Battiste said it’s too early in the investigation to confirm how many rounds each side spent, but investigators believe the bullet that hit Webster’s mother came from the 18-year-old’s gun.
In addition to the arrest of Tyhree Webster, a 17-year-old juvenile was also arrested for possession of a firearm and was sent to Strickland Youth Center, Battiste said. Officers recovered a total of five firearms as a result of the search warrant.
The shooting is being investigated by the Mobile Police Department’s internal affairs and homicide units. Once the criminal investigation is complete, the findings will be turned over to Mobile County District Attorney Ashley Rich’s office.
The officer who shot Webster is a 10-year veteran of the force, Battiste said.

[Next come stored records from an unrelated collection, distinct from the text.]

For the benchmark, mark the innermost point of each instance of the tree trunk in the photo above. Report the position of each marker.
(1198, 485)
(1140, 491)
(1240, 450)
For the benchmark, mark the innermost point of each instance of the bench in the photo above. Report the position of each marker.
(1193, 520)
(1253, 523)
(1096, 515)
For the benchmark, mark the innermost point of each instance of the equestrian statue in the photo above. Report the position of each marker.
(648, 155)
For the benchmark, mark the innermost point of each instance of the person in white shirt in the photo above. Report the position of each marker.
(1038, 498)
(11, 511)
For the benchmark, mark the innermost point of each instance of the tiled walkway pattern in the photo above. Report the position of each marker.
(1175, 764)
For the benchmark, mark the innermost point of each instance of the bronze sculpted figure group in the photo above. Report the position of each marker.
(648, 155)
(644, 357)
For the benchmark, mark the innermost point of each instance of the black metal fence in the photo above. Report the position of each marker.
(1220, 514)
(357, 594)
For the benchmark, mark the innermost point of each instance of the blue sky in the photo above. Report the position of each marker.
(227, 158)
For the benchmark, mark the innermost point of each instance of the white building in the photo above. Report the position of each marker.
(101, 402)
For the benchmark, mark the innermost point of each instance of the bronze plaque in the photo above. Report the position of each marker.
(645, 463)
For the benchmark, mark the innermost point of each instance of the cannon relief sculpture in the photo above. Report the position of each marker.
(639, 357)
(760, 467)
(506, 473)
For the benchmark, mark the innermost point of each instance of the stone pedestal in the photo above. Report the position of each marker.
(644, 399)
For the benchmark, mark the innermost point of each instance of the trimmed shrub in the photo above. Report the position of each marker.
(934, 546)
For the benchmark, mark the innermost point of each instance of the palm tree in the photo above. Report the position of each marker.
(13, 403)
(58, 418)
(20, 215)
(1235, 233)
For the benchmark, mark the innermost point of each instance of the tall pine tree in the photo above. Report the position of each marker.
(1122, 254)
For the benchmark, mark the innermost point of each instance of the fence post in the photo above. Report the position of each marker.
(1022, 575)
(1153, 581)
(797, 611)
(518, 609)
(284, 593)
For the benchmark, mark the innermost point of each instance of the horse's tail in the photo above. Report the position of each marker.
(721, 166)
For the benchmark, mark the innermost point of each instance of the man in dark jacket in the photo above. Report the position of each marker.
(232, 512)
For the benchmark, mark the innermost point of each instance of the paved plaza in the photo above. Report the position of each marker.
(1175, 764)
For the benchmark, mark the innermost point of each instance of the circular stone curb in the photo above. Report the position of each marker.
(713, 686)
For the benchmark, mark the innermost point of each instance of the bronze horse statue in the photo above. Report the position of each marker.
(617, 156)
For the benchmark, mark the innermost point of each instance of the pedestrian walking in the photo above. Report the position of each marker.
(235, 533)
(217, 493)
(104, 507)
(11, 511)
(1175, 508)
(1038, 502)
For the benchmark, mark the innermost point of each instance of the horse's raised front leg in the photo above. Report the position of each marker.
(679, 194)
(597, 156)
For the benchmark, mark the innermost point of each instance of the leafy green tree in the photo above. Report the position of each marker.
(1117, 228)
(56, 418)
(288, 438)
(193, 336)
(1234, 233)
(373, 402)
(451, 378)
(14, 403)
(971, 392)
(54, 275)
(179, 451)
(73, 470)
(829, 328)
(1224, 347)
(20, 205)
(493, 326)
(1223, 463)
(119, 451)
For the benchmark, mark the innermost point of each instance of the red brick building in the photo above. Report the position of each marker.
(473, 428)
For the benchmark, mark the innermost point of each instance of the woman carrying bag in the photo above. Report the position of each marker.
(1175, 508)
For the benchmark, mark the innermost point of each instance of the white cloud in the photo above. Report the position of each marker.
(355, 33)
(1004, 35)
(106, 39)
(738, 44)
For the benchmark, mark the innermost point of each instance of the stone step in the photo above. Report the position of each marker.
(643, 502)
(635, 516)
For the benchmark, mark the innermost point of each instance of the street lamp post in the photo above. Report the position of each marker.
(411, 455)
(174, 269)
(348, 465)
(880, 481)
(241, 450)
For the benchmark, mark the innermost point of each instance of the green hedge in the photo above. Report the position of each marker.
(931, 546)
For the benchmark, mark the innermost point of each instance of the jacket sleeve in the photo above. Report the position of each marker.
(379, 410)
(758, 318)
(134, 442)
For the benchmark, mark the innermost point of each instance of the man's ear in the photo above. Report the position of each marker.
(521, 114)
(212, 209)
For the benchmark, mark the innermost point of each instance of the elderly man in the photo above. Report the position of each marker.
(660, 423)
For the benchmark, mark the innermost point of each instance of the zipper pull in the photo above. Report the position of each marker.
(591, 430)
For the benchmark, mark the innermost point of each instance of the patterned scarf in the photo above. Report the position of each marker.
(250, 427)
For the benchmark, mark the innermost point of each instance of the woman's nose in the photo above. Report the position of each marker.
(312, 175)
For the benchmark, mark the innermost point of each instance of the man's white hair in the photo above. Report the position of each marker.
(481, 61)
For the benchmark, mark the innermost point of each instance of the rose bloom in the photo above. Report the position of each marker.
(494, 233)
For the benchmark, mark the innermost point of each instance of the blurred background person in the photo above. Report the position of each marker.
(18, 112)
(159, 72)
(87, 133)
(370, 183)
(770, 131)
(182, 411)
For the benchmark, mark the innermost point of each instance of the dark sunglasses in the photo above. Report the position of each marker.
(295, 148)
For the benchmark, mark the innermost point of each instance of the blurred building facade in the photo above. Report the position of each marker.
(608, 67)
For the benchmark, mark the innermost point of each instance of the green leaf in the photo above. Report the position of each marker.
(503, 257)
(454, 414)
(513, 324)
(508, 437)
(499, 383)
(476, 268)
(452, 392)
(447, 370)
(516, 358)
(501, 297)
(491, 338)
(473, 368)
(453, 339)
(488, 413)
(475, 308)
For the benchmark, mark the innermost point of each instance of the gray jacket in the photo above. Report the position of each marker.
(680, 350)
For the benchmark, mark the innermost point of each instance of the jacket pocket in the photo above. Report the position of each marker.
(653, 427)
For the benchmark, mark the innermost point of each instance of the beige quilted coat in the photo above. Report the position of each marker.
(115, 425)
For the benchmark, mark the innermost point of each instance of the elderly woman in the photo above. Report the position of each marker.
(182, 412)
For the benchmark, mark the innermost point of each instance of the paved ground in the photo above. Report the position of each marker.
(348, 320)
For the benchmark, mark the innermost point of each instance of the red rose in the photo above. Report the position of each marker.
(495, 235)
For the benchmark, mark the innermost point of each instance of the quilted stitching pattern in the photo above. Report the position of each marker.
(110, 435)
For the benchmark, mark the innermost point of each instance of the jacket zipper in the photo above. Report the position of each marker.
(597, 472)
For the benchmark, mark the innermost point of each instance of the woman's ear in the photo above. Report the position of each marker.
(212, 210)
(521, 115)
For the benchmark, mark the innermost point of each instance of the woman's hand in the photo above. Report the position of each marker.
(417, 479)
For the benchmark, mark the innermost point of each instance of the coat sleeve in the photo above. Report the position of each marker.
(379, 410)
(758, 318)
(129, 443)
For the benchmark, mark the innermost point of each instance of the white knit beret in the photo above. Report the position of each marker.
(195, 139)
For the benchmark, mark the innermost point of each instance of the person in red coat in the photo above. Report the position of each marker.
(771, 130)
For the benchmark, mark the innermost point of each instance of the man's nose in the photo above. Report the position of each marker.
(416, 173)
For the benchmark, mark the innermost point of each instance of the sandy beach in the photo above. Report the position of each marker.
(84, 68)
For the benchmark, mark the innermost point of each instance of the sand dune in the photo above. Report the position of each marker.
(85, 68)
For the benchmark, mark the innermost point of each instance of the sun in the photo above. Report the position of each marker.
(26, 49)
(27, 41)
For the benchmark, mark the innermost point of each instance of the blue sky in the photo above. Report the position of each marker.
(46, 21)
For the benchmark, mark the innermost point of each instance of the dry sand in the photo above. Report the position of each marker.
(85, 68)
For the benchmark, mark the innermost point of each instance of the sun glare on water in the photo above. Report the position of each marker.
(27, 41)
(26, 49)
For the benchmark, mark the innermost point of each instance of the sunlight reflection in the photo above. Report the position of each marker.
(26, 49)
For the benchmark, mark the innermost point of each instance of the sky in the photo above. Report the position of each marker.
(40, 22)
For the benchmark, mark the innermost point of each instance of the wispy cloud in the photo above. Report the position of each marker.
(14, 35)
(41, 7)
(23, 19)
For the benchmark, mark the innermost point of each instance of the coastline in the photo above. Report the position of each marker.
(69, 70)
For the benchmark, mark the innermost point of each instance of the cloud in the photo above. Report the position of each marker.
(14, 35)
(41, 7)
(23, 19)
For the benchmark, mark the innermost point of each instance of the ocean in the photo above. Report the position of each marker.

This is the second officer-involved shooting in about a week for MPD and another where officers on scene were not wearing body cameras. While Battiste said MPD had body camera footage from a nearby patrol officer in the shooting of Edward Bittner late last month, the officer who fired the fatal shots was a supervisor and was not required to wear one.
SWAT team members involved in Thursday’s shooting are also not required to wear body cameras, but that policy is about to change, Executive Director of Public Safety James Barber told reporters at the press conference. Currently, patrol officers wear body cameras.
In fact, Mayor Sandy Stimpson’s administration has begun looking at purchasing enough cameras for every sworn officer in the department, Barber said. Officials, he said, are looking for money in the current budget to accomplish that.
Councilman Fred Richardson, who is one of two candidates running against Stimpson for mayor this year, said he would not give up until every officer was forced to wear a body camera and have it on during interactions with the public.
“That’s why we spent the money,” Richardson said of the council’s original intent with buying the cameras. “It’s for their benefit because the public will say ‘he did this, or he did that,’ but with cameras we’ll know. I don’t know why they would not want to have cameras.”